A cell phone in the hand of a motorist is a recipe for increased risk of an auto accident on Illinois roads. This is why some people consider a hands free phone, which allows a motorist to keep both hands on the wheel while holding a conversation, as a viable safety alternative. However, some studies show that hands free phones are not a cure for distracted driving.
An article by the website Medical Daily described a 2015 University of Sussex study that found Bluetooth devices used for cell phones, while they could keep the hands of drivers on the wheel, still could not keep a motorist’s full attention on what was occurring on the road. A senior psychology lecturer at the University of Sussex, Dr. Graham Hole, claimed in a statement that drivers create an “inner world” while they converse with a person through a cell phone, and that drivers may ignore aspects of the real world and focus instead on that inner world.

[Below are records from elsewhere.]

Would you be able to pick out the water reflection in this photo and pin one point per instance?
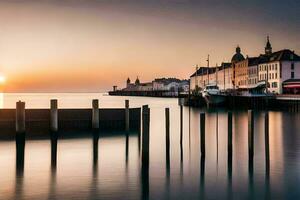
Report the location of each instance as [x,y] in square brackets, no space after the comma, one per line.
[110,168]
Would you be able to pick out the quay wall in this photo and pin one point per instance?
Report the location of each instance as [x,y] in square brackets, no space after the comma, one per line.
[232,102]
[150,93]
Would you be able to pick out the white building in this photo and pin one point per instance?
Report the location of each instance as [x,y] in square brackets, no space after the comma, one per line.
[220,75]
[277,72]
[281,68]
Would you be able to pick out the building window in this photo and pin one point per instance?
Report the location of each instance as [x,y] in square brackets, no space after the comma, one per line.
[274,85]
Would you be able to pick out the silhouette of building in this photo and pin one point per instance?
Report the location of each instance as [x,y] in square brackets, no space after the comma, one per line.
[277,72]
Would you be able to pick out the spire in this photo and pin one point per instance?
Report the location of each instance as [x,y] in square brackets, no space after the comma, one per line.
[268,48]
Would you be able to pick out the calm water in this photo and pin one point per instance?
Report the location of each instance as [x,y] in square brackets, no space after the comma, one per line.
[118,176]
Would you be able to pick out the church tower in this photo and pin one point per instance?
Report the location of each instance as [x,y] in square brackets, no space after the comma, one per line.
[268,48]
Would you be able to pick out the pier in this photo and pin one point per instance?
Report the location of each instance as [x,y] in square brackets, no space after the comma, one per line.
[290,103]
[42,122]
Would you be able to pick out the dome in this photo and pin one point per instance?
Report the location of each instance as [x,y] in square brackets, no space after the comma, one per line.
[237,57]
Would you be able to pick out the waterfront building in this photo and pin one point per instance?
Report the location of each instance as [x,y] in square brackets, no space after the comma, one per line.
[246,73]
[219,75]
[161,84]
[276,72]
[281,72]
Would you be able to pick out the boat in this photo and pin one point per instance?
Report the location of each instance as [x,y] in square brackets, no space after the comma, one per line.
[213,96]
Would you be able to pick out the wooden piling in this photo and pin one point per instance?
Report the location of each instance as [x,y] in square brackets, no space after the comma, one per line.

Further evidence was provided by the National Security Council, which posted an infographic detailing the problems of distracted driving. Even while using hands free devices, a driver can miss seeing as much as 50 percent of what is occurring through a windshield while talking on a cell phone. The NSC infographic states that the problem arises from the human brain’s difficulty in performing two actions at the same time. While the brain can switch from one task to another, it cannot literally do two tasks at the same time. A person’s divided attention prohibits an individual from doing multiple tasks as well as if the person was completely focused on one task.

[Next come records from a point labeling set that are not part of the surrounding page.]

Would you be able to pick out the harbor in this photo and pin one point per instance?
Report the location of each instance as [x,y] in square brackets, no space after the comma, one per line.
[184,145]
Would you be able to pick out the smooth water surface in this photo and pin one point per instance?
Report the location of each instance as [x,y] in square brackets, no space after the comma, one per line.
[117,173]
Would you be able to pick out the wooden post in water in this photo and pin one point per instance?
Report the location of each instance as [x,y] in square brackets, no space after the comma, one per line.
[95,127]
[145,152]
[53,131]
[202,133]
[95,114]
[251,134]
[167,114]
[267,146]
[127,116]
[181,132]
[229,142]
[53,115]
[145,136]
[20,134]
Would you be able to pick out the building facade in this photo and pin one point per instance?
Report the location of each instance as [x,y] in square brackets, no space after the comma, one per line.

Additionally, the infographic shows that when a person engages in a cell phone conversation on the road, brain activity that processes moving images decreases by up to a third. The phone conversation itself, even though it may not literally take a driver’s eyes off the road, actually limits a person’s field of vision. Basically, a driver must not only have eyes on the road and hands on the wheel, but should also dedicate the mind to the task of driving.